Federal Charges Dropped Against Four Fence-Climbing DNC Protesters
Federal prosecutors have reportedly dropped charges against four protestors who scaled a security fence outside the Wells Fargo Center during the Democratic National Convention last month.
The four arrests were among the few that took place during the convention. The DNC protesters climbed a security perimeter outside the Broad Street Line’s AT&T Station in violation of federal law.
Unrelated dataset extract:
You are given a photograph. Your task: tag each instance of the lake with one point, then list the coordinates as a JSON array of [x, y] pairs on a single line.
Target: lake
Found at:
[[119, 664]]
They were taken into custody by the Secret Service as the first arrests of the DNC.
The four fence-scalers who committed the act on June 26th, including a 69-year-old grandmother, said they were unaware they would face such harsh penalties. They said they assumed they’d simply be issued citations like the majority of other protesters, thanks to a new law passed by City Council shortly before the DNC that decriminalized nuisance violations such as disorderly conduct, public drunkenness, and failure to disperse.
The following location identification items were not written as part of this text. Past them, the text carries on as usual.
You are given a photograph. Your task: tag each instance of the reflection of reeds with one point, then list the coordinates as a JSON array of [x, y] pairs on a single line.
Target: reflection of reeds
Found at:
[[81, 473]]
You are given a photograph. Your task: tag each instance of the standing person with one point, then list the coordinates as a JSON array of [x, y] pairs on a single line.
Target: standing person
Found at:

But each of the four protesters were given a city code violation and a $50 fine before being charged with one count of entering a restricted area.
The protesters accounted for just four of the 11 arrests during the convention — the following day, seven activists followed in their footsteps. Federal prosecutors have only dropped charges against the four people who scaled the fence on the evening of June 26th, the second day of the convention, according to NewsWorks. The seven others could still be prosecuted and risk facing a year in prison.
Civil rights attorney Paul Hetznecker, who is representing multiple defendants, told NewsWorks that he hopes the charges against the seven other fence-climbers will be dropped as well. One of the seven protesters arrested on the second day had three throwing knives on him.
There were 103 citations issued during the DNC.